プロジェクトのイベントとして、2025年11月16日に「佐倉みんなのいすウォークラリー」が開催される予定です。このイベントでは、参加者はマップを手に持ち、設置された椅子を巡りながらクイズを解いていきます。正解者にはさまざまな景品が贈られるため、楽しみながら知識を深めることができます。このように、椅子は単なる座る場所ではなく、地域にちょっとした楽しみを提供する要素にもなっています。

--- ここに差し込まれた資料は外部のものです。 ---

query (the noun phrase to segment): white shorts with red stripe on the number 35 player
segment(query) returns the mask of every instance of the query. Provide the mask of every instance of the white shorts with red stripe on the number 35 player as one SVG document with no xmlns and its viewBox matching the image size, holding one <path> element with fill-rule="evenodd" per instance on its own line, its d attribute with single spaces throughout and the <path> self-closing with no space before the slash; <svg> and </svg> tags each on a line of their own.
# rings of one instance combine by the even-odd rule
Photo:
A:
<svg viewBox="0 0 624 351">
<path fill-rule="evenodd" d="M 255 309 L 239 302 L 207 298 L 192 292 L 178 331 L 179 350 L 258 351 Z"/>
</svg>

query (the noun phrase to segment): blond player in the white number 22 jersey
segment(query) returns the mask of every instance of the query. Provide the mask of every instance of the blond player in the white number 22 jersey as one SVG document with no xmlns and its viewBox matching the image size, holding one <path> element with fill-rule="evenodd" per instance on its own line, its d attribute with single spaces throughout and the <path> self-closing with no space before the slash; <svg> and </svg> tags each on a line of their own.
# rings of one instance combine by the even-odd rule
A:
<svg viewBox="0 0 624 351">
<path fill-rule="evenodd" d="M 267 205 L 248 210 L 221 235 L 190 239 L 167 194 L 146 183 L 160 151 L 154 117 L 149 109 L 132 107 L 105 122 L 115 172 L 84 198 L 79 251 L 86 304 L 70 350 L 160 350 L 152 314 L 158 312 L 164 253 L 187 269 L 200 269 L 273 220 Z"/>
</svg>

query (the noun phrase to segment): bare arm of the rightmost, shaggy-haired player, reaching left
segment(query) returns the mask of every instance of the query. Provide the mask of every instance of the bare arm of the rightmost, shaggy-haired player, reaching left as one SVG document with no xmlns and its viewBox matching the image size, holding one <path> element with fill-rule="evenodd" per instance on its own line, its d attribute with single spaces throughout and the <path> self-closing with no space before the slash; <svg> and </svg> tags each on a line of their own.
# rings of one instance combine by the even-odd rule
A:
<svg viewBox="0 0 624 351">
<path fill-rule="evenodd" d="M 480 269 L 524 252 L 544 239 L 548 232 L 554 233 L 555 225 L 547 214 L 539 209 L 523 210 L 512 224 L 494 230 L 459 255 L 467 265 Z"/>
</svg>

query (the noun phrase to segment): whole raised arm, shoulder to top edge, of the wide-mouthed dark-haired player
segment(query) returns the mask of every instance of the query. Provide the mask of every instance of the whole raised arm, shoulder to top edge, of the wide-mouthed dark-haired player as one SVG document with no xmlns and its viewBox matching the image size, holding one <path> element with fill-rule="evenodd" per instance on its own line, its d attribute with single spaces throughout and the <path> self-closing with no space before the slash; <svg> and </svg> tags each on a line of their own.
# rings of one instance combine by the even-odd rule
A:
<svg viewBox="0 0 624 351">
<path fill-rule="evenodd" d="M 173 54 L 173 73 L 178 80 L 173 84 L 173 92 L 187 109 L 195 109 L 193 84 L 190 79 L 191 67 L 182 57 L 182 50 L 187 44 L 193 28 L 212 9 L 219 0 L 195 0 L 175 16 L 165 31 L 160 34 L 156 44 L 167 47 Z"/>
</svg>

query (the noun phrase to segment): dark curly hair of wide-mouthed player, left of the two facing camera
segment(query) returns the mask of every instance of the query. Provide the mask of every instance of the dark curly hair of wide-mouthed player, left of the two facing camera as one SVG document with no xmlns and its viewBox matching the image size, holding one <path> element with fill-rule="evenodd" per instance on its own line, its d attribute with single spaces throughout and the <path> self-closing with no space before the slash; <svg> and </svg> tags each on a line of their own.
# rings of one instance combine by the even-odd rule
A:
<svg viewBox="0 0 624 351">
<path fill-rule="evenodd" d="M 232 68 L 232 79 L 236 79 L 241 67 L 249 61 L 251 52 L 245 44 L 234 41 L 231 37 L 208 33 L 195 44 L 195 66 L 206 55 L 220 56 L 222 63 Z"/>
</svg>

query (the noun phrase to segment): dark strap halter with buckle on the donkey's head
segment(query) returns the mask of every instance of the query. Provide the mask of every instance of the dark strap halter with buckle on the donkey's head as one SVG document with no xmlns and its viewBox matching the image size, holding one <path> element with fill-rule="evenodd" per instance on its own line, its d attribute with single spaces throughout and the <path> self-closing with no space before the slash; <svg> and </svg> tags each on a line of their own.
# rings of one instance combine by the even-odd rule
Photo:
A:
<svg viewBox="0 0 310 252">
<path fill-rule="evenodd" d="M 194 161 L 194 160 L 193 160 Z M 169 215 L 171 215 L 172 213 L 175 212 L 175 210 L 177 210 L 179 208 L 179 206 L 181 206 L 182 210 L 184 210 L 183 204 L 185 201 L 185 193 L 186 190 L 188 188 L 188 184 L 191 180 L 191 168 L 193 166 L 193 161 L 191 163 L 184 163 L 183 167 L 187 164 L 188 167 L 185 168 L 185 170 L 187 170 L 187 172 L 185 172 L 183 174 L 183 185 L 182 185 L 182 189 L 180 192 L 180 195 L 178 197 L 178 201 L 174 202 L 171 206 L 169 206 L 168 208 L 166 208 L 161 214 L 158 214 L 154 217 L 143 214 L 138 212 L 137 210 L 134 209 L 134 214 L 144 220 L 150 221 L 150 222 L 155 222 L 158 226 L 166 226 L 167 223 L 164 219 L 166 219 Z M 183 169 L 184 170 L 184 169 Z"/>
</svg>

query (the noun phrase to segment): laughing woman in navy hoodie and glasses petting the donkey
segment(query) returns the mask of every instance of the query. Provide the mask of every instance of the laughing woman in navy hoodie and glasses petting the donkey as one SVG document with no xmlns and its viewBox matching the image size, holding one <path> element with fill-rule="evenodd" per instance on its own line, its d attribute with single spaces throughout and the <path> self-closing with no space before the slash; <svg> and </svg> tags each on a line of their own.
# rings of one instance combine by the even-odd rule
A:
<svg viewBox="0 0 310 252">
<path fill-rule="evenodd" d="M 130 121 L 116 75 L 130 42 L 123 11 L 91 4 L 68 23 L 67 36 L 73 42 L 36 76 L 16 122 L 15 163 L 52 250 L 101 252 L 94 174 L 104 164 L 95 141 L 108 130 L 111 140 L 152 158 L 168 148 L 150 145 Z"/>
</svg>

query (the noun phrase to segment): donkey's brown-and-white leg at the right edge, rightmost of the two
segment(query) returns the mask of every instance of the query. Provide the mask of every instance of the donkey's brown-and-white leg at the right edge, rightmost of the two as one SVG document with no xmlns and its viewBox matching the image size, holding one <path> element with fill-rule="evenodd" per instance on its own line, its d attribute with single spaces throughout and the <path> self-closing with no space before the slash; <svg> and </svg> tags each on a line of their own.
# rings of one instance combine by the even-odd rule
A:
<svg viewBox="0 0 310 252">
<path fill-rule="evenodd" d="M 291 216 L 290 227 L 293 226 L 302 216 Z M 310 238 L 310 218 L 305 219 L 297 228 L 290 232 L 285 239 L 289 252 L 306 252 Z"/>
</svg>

「みんなのいす」の魅力は、椅子それぞれに「誰のための椅子か」や「どんな風景をつくりたいか」といった子どもたちの物語が込められているところです。これにより、椅子が単なる物体から、地域のコミュニティに深く根付いた存在へと変わります。市民や小学生、大学生が協働で椅子を製作し、再生・リデザインを行った結果、個々のストーリーが反映された椅子が誕生します。
本イベントは、日常空間に「休む権利」を提供し、様々な居場所を創出することを目的としています。特に子どもたちが主役となるこのプロジェクトでは、地域のまちづくりに対して自らの意見を反映させる場所が提供され、彼らが主体的に参加できる機会を創出しています。また、座る行為を通じて自然なコミュニティ形成を目指す姿勢は、現代社会においてますます重要な要素です。
さらに、松浦研究室は過去に千葉市の中心部で山武ベンチやパークレットの実装を行っており、公的空間を社会実験として段階的に育てるアクションリサーチを重ねています。このような新しい試みを進めることで、地域の文化とコミュニティーをより深く結びつけていく予定です。
本プロジェクトは、佐倉市の協力もあり、地域の理解と支持を得て進行しており、参加者が楽しむだけでなく、地域活性にも寄与する内容となっています。興味のある方は、公式ウェブサイトからも詳しい情報を得ることができ、現地での体験を通して、地域の魅力を再発見することができます。また取材希望の方は、指定のメールアドレスにて申請を行っていただけます。
このように、千葉大学建築学コースの学生たちが主導する「みんなのいすプロジェクト」は、地域の人々と共に作り上げる新たなまちづくりの形を示しており、未来の市民生活にとって重要な意義を持っています。